Why not mark everything inline?

Asked 22/10, 2010 at 18:27 Answered 5/1, 2016 at 2:52

First off, I am not looking for a way to force the compiler to inline the implementation of every function.

To reduce the level of misguided answers make sure you understand what the inline keyword actually means. Here is good description, inline vs static vs extern.

So my question, why not mark every function definition inline? ie Ideally, the only compilation unit would be main.cpp. Or possibly a few more for the functions that cannot be defined in a header file (pimpl idiom, etc).

The theory behind this odd request is it would give the optimizer maximum information to work with. It could inline function implementations of course, but it could also do "cross-module" optimization as there is only one module. Are there other advantages?

Has any one tried this in with a real application? Did the performance increase? decrease?!?

What are the disadvantages of marking all function definitions inline?

Compilation might be slower and will consume much more memory.
Iterative builds are broken, the entire application will need to be rebuilt after every change.
Link times might be astronomical

All of these disadvantage only effect the developer. What are the runtime disadvantages?

Arne answered 22/10, 2010 at 18:27 Comment(7)

KDE compiles their libraries and application that way - comcatenate all files to a single unit and compile that (atleast they used to ) – Eyelid 22/10, 2010 at 18:42

So you are saying write everything in one function called main()? – Hampson 22/10, 2010 at 18:42

I'm suggesting write code as usual but put all the (as many as possible) function definitions in the header files. Also mark them as inline to avoid the multiple definition errors. – Arne 22/10, 2010 at 18:49

Compile time would be astronomical; but the linker has hardly any work left with only one module. – Defoe 23/10, 2010 at 10:38

Just an aside, if you did get down to one TU then you don't actually need to use inline. Proper header include guards would ensure that nothing is multiply-defined. – Ovalle 23/10, 2010 at 11:18

This question is really academic, right? – Jowl 23/10, 2010 at 14:32

@Mike: well, people have been known to do it, under the name of a "unity build". It's risky, though. It assumes that your code won't go wrong because you've expanded the scope of a macro or whatever, so your unity build (a) takes a long time, and (b) might be subtly different from your regular build. Hello, debugging nightmare. – Ovalle 23/10, 2010 at 16:18

Did you really mean #include everything? That would give you only a single module and let the optimizer see the entire program at once.
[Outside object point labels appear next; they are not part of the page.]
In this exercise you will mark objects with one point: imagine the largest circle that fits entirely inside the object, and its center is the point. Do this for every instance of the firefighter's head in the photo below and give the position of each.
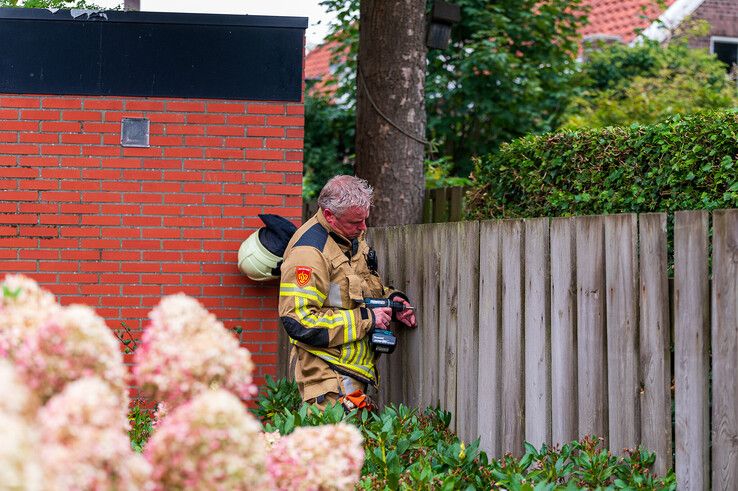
(345, 202)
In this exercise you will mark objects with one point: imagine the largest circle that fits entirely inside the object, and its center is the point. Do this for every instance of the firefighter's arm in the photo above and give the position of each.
(303, 290)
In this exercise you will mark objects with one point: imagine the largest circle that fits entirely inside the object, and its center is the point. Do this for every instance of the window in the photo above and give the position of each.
(726, 50)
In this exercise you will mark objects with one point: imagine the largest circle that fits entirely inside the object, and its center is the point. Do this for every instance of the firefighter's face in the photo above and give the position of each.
(351, 223)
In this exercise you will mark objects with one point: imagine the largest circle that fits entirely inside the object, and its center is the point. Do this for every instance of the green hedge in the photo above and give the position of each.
(683, 163)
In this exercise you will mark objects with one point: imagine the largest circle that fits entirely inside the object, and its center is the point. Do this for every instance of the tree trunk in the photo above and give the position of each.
(390, 94)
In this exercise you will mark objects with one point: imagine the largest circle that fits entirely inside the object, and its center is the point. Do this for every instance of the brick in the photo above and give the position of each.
(138, 105)
(291, 144)
(265, 131)
(62, 103)
(60, 150)
(284, 121)
(101, 220)
(245, 142)
(264, 154)
(19, 196)
(222, 153)
(167, 141)
(20, 102)
(266, 109)
(83, 139)
(142, 152)
(80, 162)
(296, 109)
(11, 266)
(203, 141)
(243, 165)
(67, 185)
(61, 126)
(20, 126)
(167, 118)
(103, 104)
(39, 138)
(55, 173)
(39, 231)
(49, 254)
(183, 106)
(246, 120)
(19, 149)
(193, 153)
(226, 107)
(38, 185)
(225, 130)
(80, 208)
(175, 129)
(61, 196)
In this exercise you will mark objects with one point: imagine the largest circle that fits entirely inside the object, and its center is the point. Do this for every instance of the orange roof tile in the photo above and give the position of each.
(620, 17)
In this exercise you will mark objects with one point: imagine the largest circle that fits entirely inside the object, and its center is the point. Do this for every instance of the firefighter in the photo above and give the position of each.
(328, 270)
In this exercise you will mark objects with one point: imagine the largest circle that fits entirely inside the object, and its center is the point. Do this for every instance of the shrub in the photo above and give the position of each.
(409, 450)
(681, 163)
Actually, Microsoft's Visual C++ does exactly this when you use the /GL (Whole Program Optimization) switch, it doesn't actually compile anything until the linker runs and has access to all code. Other compilers have similar options.
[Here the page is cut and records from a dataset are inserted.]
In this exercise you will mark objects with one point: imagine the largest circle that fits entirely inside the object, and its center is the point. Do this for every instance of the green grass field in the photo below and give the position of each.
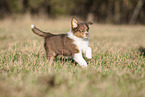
(117, 68)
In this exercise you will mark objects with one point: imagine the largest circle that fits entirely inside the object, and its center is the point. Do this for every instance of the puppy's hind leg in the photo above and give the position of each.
(51, 58)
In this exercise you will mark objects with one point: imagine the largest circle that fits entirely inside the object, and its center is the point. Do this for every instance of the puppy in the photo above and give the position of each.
(74, 43)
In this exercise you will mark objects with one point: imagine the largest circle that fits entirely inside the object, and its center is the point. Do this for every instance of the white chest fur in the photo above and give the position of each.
(82, 44)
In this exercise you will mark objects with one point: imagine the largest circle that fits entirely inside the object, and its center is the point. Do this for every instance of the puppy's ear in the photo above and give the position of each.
(74, 23)
(89, 23)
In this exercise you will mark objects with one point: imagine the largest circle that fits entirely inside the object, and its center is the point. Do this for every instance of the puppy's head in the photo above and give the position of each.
(80, 30)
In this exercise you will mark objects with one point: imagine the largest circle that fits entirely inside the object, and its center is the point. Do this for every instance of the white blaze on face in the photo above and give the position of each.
(86, 34)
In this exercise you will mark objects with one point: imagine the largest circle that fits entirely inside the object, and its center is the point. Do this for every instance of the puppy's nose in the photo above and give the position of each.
(87, 33)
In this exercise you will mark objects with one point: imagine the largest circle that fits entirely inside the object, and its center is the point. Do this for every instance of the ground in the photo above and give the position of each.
(117, 68)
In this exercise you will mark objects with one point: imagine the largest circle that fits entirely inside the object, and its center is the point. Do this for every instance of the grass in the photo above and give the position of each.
(117, 68)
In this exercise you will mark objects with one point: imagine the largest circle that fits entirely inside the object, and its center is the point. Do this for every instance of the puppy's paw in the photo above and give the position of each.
(89, 53)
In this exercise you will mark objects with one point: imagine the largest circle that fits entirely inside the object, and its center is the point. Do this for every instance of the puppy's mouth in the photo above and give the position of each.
(86, 34)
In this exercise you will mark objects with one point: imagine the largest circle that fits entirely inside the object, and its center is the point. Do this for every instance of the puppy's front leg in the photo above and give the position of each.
(88, 53)
(80, 60)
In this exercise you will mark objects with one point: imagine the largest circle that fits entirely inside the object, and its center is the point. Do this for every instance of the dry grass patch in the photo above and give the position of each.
(117, 68)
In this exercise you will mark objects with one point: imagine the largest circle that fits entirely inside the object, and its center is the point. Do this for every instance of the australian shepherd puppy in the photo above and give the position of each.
(74, 43)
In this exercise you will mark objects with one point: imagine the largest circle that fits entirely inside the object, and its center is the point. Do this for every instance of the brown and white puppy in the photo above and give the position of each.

Cherilyncherilynn answered 22/10, 2010 at 18:35 Comment(3)

GCC recently added this to the lto branch. Clang also already has this support from LLVM. – Dowell 22/10, 2010 at 18:39

I guess I'm asking about mimicking /GL optimization by inlining all function definitions. – Arne 22/10, 2010 at 19:0

Well, because a compile switch is superior to reorganizing your code that way. For one thing, the compile switch can be turned off for unoptimized development builds, giving you fast compile times, and turned on for optimized builds. So you get the best of both worlds. – Cherilyncherilynn 22/10, 2010 at 19:21

sqlite uses this idea. During development it uses a traditional source structure. But for actual use there is one huge c file (112k lines). They do this for maximum optimization. Claim about 5-10% performance improvement

http://www.sqlite.org/amalgamation.html

Mite answered 22/10, 2010 at 19:11 Comment(8)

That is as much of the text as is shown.